In social intercourse the Egyptians observe many forms of salutation and much etiquette; they are very affable, and readily enter into conversation with strangers. Their courtesy and dignity of manner are very striking, and are combined with ease and a fluency of discourse. They have a remarkable quickness of apprehension, a ready wit, a retentive memory, combined, however, with religious pride and hypocrisy, and a disregard for the truth. Their common discourse is full of asseverations and expressions respecting sacred things. They entertain reverence for their Prophet; and the Koran is treated with the utmost respect — never, for example, being placed in a low situation — and this is the case with everything they esteem holy. They are fatalists, and bear calamities with surprising resignation. Their filial piety and respect for the aged have been mentioned, and benevolence and charity are conspicuous in their character. Humanity to animals is another virtue, and cruelty is openly discountenanced in the streets. Their affability, cheerfulness and hospitality are remarkable, as well as frugality and temperance in food and drink, and honesty in the payment of debt. Their cupidity is mitigated by generosity; their natural indolence by the necessity, especially among the peasantry, to work hard to gain a livelihood. Egyptians, however, are as a rule suspicious of all not of their own creed and country. Murders and other grave crimes are rare, but petty larcenies are very common . . .

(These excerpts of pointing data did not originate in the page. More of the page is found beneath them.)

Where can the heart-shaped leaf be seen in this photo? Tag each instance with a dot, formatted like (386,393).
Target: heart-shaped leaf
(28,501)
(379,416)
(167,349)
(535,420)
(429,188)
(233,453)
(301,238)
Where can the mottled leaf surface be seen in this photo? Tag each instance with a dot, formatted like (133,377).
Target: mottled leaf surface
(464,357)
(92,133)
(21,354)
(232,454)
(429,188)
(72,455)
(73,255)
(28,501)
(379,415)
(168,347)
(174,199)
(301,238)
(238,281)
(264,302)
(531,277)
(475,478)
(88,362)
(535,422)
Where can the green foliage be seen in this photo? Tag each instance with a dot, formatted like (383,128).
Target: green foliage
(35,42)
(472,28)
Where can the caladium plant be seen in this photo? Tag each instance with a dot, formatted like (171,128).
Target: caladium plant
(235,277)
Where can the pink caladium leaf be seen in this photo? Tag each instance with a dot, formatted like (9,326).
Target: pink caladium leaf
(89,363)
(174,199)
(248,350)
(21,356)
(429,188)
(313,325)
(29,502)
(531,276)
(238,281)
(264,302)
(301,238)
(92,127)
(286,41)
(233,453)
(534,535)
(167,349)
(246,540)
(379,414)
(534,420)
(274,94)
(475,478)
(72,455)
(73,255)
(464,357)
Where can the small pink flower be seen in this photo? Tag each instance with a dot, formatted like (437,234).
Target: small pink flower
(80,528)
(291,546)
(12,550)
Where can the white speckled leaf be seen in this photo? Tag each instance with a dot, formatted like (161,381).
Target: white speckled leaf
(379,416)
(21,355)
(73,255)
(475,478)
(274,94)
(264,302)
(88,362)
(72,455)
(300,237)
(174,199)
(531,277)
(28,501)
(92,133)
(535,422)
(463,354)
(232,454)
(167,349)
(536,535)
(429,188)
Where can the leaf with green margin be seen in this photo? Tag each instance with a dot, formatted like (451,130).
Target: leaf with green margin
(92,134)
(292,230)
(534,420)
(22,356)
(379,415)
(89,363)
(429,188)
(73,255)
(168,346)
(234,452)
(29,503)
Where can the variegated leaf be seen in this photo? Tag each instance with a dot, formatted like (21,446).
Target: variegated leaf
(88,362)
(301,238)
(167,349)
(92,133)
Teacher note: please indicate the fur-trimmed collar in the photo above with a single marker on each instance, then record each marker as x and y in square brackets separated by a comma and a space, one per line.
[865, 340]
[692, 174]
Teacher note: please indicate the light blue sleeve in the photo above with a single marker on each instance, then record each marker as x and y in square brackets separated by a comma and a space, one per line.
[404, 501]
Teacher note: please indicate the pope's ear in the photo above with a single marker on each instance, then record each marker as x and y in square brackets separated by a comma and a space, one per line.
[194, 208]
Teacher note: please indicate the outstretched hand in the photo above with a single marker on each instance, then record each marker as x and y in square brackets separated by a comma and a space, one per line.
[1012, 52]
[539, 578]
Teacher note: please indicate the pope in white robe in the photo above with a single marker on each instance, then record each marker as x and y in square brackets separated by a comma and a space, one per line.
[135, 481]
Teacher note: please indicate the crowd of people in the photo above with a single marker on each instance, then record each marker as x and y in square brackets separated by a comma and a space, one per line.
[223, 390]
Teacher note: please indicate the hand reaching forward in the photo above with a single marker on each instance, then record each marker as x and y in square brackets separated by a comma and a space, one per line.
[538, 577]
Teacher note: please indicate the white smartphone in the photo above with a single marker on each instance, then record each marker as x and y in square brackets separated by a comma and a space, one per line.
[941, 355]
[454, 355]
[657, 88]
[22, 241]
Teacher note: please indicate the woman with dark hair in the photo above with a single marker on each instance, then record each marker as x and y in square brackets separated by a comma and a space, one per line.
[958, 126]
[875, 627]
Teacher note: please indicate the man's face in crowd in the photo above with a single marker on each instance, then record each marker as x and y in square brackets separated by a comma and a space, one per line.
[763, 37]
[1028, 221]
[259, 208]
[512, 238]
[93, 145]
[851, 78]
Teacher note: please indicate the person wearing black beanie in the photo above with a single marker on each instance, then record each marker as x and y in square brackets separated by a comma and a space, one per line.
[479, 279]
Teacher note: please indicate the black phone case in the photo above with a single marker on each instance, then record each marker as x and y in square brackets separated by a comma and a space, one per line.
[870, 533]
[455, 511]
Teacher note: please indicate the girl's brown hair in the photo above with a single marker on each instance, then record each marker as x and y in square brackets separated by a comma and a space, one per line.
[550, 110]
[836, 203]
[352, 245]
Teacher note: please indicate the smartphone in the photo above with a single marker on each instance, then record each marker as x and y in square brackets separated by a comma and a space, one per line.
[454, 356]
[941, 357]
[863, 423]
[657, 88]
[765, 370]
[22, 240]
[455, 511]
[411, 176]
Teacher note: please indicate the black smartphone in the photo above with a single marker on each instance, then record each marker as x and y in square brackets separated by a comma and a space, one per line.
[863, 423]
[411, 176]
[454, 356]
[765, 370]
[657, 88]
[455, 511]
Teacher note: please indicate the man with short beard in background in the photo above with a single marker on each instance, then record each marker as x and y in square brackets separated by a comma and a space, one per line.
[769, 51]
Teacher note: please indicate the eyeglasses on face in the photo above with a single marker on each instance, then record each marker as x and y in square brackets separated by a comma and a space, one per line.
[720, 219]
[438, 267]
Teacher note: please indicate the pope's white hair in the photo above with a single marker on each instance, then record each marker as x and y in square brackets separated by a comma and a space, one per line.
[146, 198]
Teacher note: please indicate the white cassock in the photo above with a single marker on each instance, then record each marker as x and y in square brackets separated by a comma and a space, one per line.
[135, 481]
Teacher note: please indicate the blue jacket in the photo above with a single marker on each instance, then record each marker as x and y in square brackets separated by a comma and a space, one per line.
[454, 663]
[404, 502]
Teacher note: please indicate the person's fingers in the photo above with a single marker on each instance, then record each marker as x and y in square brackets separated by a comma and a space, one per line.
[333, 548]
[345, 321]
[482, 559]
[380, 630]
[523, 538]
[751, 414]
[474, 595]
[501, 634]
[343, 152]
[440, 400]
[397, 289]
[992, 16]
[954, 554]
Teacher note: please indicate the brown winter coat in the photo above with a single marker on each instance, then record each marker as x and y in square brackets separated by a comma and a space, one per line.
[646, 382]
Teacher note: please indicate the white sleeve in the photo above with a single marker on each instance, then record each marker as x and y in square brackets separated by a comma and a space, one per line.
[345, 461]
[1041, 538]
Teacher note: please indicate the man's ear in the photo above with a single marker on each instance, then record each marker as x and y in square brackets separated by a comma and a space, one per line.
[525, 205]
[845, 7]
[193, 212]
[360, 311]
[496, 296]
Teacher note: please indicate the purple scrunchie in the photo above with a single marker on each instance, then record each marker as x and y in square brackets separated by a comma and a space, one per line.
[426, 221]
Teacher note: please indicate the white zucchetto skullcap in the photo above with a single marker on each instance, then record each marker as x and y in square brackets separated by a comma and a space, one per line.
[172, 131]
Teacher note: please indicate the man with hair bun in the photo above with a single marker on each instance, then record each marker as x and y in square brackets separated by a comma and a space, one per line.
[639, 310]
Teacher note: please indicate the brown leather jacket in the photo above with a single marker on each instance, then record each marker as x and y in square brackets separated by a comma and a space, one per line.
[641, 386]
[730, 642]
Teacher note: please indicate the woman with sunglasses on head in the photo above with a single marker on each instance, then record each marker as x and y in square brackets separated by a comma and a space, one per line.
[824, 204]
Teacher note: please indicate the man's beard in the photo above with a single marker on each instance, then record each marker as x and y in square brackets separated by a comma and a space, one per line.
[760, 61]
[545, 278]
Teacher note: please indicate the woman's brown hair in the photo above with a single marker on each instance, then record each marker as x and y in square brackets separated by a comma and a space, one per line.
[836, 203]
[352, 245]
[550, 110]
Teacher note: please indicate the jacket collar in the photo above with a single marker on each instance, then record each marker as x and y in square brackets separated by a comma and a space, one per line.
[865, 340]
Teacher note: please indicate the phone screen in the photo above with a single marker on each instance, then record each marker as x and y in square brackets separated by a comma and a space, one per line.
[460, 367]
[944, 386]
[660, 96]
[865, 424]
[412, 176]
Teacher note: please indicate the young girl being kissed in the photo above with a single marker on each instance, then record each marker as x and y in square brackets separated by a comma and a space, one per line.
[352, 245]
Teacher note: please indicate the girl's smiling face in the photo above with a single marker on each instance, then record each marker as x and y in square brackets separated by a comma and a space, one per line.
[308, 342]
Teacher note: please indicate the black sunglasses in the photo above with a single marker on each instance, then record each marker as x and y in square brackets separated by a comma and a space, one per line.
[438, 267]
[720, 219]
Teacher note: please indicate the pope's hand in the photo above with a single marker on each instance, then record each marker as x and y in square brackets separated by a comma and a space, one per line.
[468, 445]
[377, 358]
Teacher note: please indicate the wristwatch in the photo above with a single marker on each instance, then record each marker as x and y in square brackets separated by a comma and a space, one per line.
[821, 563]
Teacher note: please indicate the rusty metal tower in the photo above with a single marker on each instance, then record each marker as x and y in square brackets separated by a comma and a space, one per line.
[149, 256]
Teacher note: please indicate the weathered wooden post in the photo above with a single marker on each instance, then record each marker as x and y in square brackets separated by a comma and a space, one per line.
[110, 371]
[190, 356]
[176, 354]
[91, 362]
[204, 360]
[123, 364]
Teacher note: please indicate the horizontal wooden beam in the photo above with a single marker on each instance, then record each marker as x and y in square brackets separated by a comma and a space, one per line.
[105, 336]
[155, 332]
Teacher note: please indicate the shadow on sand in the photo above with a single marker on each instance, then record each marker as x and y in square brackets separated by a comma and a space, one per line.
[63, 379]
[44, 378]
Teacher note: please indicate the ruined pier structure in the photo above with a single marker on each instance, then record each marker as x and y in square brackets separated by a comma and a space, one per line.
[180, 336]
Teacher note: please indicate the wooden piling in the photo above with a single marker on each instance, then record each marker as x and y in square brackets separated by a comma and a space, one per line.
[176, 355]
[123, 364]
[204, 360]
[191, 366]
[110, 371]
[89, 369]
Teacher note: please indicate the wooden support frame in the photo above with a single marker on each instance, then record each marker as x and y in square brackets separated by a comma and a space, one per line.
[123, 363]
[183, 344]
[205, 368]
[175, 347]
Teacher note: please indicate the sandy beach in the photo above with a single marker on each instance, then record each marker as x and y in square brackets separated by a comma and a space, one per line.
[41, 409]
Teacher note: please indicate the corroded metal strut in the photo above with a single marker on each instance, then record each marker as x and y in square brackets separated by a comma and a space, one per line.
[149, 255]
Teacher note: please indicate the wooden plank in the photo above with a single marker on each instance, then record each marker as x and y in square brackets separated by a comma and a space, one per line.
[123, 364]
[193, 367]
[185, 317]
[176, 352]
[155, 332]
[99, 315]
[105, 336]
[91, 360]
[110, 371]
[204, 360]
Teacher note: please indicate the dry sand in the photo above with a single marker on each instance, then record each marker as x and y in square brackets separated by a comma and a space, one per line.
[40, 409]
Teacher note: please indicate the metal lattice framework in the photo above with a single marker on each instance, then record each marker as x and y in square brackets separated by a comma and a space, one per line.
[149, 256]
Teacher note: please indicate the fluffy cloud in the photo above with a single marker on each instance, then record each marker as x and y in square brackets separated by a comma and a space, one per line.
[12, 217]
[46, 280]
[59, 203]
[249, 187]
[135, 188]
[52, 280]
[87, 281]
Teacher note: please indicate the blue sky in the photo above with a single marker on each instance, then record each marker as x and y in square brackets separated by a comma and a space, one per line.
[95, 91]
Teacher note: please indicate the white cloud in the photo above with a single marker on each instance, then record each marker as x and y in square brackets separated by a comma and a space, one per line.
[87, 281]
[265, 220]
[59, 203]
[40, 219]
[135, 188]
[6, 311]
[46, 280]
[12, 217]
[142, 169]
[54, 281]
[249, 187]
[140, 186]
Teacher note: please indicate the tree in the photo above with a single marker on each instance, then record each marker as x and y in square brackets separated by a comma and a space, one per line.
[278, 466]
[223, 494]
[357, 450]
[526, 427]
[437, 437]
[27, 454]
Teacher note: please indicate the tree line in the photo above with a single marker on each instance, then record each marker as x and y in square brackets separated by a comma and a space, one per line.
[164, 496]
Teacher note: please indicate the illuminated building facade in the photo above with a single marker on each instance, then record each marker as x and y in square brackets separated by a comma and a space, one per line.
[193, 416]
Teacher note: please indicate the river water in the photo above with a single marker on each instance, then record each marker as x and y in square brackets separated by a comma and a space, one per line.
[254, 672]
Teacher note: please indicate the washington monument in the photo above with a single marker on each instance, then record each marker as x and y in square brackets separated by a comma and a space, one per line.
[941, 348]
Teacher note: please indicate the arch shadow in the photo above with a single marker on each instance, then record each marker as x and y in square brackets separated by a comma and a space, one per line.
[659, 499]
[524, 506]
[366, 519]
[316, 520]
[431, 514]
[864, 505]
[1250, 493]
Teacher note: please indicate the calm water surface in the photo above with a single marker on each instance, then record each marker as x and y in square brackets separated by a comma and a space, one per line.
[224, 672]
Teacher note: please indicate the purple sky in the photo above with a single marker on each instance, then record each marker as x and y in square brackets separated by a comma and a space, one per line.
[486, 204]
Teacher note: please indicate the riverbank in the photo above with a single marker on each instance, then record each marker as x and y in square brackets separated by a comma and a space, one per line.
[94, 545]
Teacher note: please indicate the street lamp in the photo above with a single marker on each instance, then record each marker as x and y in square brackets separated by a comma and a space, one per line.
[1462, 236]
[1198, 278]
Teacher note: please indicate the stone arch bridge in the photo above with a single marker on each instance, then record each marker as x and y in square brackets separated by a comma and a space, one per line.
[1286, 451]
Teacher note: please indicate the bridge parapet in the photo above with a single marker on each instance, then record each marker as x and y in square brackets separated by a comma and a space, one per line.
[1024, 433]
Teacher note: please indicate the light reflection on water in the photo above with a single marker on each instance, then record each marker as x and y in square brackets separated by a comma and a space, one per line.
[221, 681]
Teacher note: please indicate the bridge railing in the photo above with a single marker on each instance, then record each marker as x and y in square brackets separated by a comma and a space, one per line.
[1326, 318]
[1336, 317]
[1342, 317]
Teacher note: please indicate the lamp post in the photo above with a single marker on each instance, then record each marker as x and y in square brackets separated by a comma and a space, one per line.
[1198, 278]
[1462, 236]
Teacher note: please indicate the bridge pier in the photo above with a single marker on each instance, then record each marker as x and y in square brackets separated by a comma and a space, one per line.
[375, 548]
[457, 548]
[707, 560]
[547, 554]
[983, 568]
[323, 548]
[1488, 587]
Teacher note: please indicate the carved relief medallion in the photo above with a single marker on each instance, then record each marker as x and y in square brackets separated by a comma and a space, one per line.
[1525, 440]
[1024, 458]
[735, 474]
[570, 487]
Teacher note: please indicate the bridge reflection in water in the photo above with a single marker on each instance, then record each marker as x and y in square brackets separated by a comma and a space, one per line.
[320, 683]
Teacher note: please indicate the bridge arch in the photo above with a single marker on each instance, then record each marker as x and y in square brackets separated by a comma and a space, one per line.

By nature the fellah is unwarlike. Born in the valley of a great river, he resembles in many respects the Bengali, who exists under similar conditions; but the Egyptian soldier has proved capable of greater improvement. He is stronger in frame, and can undergo greater exertion. Singularly unemotional, he stood steady at Tell el-Kebir after Arabi Pasha and all his officers, from general to subaltern, had fled, and gave way only when decimated by the British field artillery firing case shot. At El Teb, however, in 1884 he allowed himself to be slaughtered by tribesmen formerly despised, and only about one-fourth of the force under General Valentine Baker escaped. Baker Pasha’s force was termed constabulary, yet his men were all old soldiers, though new to their gallant leader and to the small band of their brave but strange British officers. Since that fatal day, however, many of the fellahin have shown they are capable of devoted conduct, and much has been done to raise in the soldiers a sense of self-respect, and, in spite of centuries of oppression, of veracity. The barrack-square drill was smart under the old system, but there was no fire discipline, and all individuality was crushed. Now both are encouraged, and the men, receiving their full rations, are unsurpassable in endurance at work and in marching. All the troops present in the surprise fight when the Dervish force was destroyed at Firket in June 1896 had covered long distances, and one battalion (the 10th Sudanese) accomplished 90 m. within 72 hours, including the march back to railhead immediately after the action. The troops under Colonel Parsons, Royal Artillery, who beat the Dervishes at Gedaref, were so short of British officers that all orders were necessarily given in Arabic and carried to commanders of units by Arabs. While an Egyptian battalion was attacking in line, it was halted to repel a rush from the rear, and front and rear ranks were simultaneously engaged, firing in opposite directions, yet the fellahin were absolutely steady; they shot well and showed no signs of trepidation. On the other hand, neither was there any exultation after their victory. It has been aptly said the fellah would make an admirable soldier if he only wished to kill some one! The fellahin furnish three squadrons, five batteries, three garrison artillery companies and nine battalions.
The well-educated Egyptian officer, with his natural aptitude for figures, does subordinate regimental routine carefully, and works well when supervised by men of stronger character. The ordinary Egyptian is not self-reliant or energetic by nature, and, like most Eastern people, finds it difficult to be impartial where duty and family or other personal relations are in the balance.